Your uterus holds the baby until it’s ready to be born. During the first half of your menstrual cycle, estrogen tells your uterus to prepare a “nursery” for a possible egg, by thickening and filling up with extra blood vessels. By mid-cycle, your uterus is ready. That gives the fertilized egg two weeks to arrive from the fallopian tubes and implant. If no fertilized egg arrives, your hormone levels will drop and menstruation will flush out that unused extra uterine lining (also known as your period).

How the uterus actually works

Your uterus sits quite low in your abdomen. It’s held in place by muscles and ligaments. It connects to two fallopian tubes (near its top) and to your cervix (at the bottom), which in turn connects to your vagina.

Once the egg has been released from your ovary and fertilized in your fallopian tube, it travels into the uterus. Throughout the first two weeks of your cycle, the release of estrogen causes the uterus to prepare a “nursery” for a potential embryo: thickening and enriching its lining with extra blood vessels and tissue. Then the hormone progesterone maintains that lining, keeping it nice and thick for two weeks while your uterus waits for the arrival of the fertilized egg.

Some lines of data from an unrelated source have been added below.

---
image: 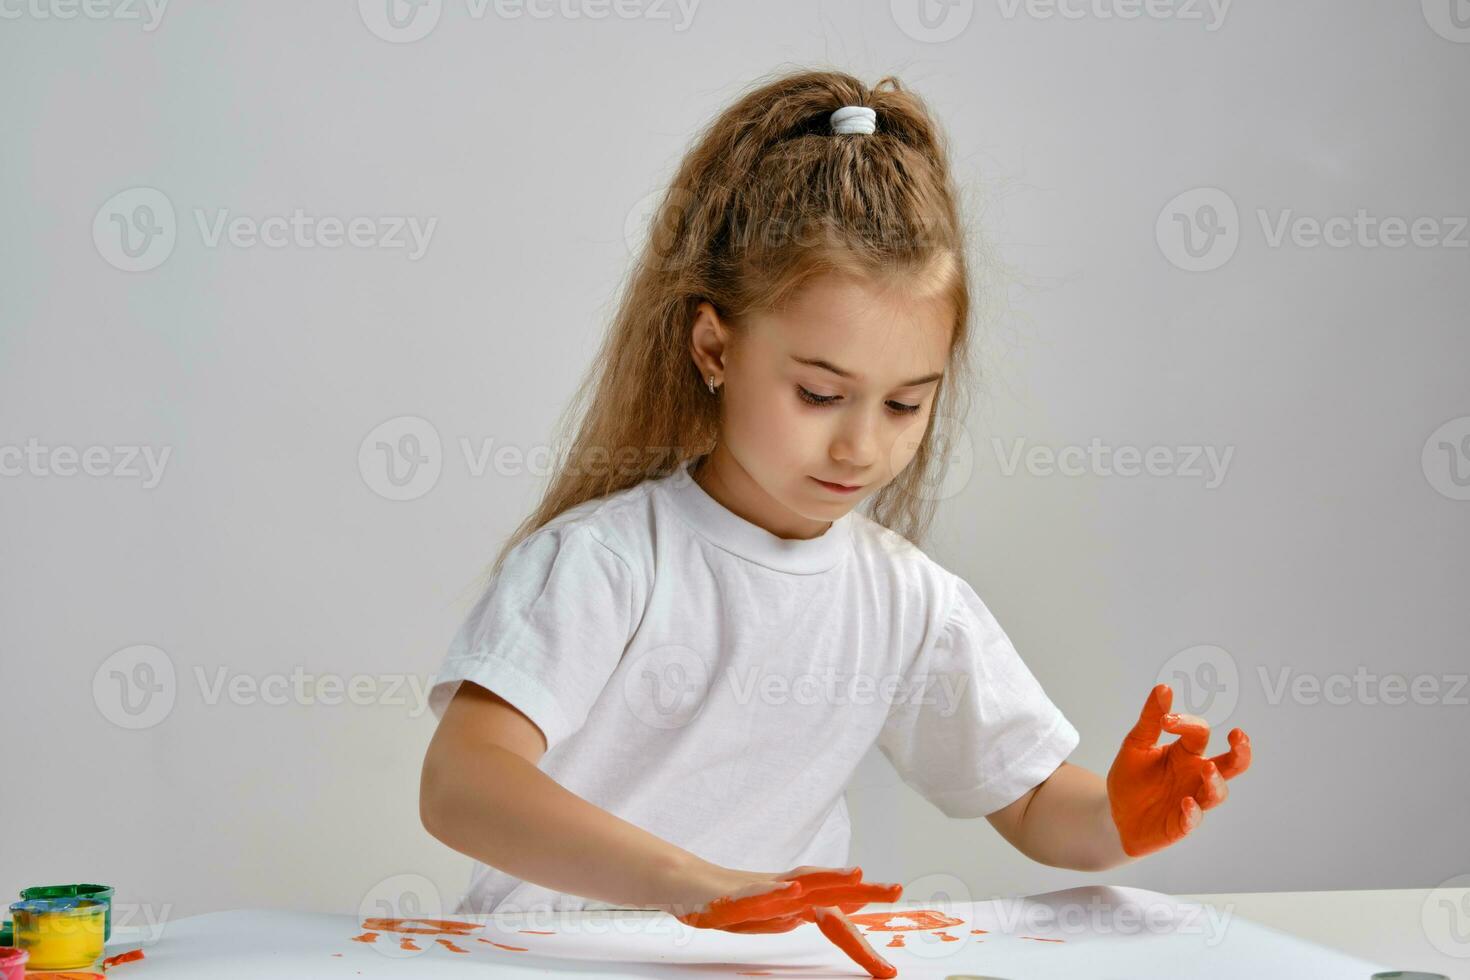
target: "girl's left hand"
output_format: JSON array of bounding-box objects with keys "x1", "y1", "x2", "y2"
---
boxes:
[{"x1": 1106, "y1": 683, "x2": 1253, "y2": 857}]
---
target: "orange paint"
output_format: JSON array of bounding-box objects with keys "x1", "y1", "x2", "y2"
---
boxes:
[
  {"x1": 360, "y1": 917, "x2": 480, "y2": 936},
  {"x1": 519, "y1": 929, "x2": 555, "y2": 934},
  {"x1": 848, "y1": 909, "x2": 965, "y2": 932},
  {"x1": 398, "y1": 938, "x2": 420, "y2": 951},
  {"x1": 349, "y1": 931, "x2": 379, "y2": 944},
  {"x1": 934, "y1": 931, "x2": 959, "y2": 942},
  {"x1": 100, "y1": 947, "x2": 145, "y2": 969},
  {"x1": 970, "y1": 928, "x2": 988, "y2": 934},
  {"x1": 476, "y1": 938, "x2": 529, "y2": 952},
  {"x1": 435, "y1": 938, "x2": 469, "y2": 954},
  {"x1": 1108, "y1": 684, "x2": 1253, "y2": 857},
  {"x1": 1020, "y1": 936, "x2": 1066, "y2": 943},
  {"x1": 885, "y1": 935, "x2": 904, "y2": 948}
]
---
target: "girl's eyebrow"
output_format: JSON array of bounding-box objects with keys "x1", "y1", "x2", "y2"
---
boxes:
[{"x1": 791, "y1": 355, "x2": 943, "y2": 388}]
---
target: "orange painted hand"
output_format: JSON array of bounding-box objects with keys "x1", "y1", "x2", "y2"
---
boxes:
[
  {"x1": 1106, "y1": 683, "x2": 1253, "y2": 857},
  {"x1": 666, "y1": 865, "x2": 903, "y2": 978}
]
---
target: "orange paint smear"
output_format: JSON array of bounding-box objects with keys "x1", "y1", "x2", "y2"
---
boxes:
[
  {"x1": 101, "y1": 947, "x2": 146, "y2": 969},
  {"x1": 435, "y1": 938, "x2": 469, "y2": 954},
  {"x1": 361, "y1": 916, "x2": 480, "y2": 936},
  {"x1": 1021, "y1": 935, "x2": 1066, "y2": 943},
  {"x1": 848, "y1": 909, "x2": 964, "y2": 932},
  {"x1": 518, "y1": 929, "x2": 555, "y2": 934},
  {"x1": 934, "y1": 931, "x2": 959, "y2": 942},
  {"x1": 398, "y1": 938, "x2": 421, "y2": 951},
  {"x1": 350, "y1": 931, "x2": 379, "y2": 944},
  {"x1": 970, "y1": 928, "x2": 988, "y2": 934},
  {"x1": 476, "y1": 938, "x2": 529, "y2": 952},
  {"x1": 886, "y1": 935, "x2": 905, "y2": 948}
]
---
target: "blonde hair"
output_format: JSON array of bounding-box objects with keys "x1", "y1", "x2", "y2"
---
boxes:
[{"x1": 483, "y1": 67, "x2": 978, "y2": 584}]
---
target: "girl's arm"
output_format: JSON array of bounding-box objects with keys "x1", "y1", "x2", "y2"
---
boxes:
[
  {"x1": 420, "y1": 681, "x2": 716, "y2": 909},
  {"x1": 986, "y1": 762, "x2": 1136, "y2": 872}
]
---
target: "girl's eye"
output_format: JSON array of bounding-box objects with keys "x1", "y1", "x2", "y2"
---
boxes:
[{"x1": 796, "y1": 385, "x2": 922, "y2": 416}]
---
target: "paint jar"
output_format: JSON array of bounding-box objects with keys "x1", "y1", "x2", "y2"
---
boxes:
[
  {"x1": 7, "y1": 896, "x2": 107, "y2": 971},
  {"x1": 19, "y1": 884, "x2": 114, "y2": 941},
  {"x1": 0, "y1": 946, "x2": 27, "y2": 980}
]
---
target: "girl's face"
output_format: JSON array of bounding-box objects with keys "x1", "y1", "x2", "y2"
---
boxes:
[{"x1": 690, "y1": 271, "x2": 953, "y2": 540}]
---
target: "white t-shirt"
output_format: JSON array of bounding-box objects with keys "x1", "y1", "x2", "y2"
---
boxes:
[{"x1": 427, "y1": 456, "x2": 1079, "y2": 916}]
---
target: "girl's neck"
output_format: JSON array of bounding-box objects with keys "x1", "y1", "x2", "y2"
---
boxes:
[{"x1": 690, "y1": 446, "x2": 834, "y2": 541}]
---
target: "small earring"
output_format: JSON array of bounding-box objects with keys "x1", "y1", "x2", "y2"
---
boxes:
[{"x1": 707, "y1": 374, "x2": 718, "y2": 394}]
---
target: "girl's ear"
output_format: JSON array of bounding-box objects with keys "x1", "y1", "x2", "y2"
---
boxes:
[{"x1": 689, "y1": 300, "x2": 731, "y2": 380}]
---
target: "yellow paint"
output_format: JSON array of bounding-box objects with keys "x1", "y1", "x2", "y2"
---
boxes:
[{"x1": 11, "y1": 898, "x2": 106, "y2": 970}]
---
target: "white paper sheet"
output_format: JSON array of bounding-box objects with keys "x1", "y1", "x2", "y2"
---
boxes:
[{"x1": 93, "y1": 885, "x2": 1396, "y2": 979}]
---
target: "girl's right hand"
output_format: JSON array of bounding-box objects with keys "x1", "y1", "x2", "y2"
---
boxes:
[{"x1": 653, "y1": 863, "x2": 904, "y2": 978}]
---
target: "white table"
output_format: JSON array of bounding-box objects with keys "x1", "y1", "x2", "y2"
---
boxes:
[{"x1": 1175, "y1": 887, "x2": 1469, "y2": 979}]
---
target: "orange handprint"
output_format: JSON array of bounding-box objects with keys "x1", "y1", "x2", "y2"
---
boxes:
[
  {"x1": 674, "y1": 866, "x2": 903, "y2": 978},
  {"x1": 1106, "y1": 683, "x2": 1253, "y2": 857}
]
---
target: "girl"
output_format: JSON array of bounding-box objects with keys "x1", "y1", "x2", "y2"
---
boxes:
[{"x1": 419, "y1": 68, "x2": 1252, "y2": 978}]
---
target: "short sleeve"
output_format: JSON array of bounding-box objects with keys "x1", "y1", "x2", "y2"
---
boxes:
[
  {"x1": 875, "y1": 573, "x2": 1080, "y2": 818},
  {"x1": 428, "y1": 523, "x2": 641, "y2": 753}
]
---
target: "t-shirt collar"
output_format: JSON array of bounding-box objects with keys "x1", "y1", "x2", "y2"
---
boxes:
[{"x1": 659, "y1": 457, "x2": 854, "y2": 574}]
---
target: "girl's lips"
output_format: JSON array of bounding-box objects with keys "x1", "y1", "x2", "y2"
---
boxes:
[{"x1": 812, "y1": 476, "x2": 863, "y2": 494}]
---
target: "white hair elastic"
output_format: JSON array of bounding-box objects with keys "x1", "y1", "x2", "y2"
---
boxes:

This allows the egg to burrow into the wall, and connect to your blood system!

Usually the fertilized egg reaches your uterus (from your fallopian tube) about three days after ovulation, or day 18 of a 28-day cycle. The “implantation window”, when it’s easiest for the egg to implant, lasts for about 4 days: days 6-10 after ovulation.

How does the egg stick to my uterus?

While the uterine lining thickens, its texture also changes. Estrogen will stimulate the growth of special cells called “decidual cells”. They make your lining more sponge-like, to allow the egg to implant easily.

The placenta will later develop here too, to send nutrients and oxygen to the fertilized egg as it develops into a baby.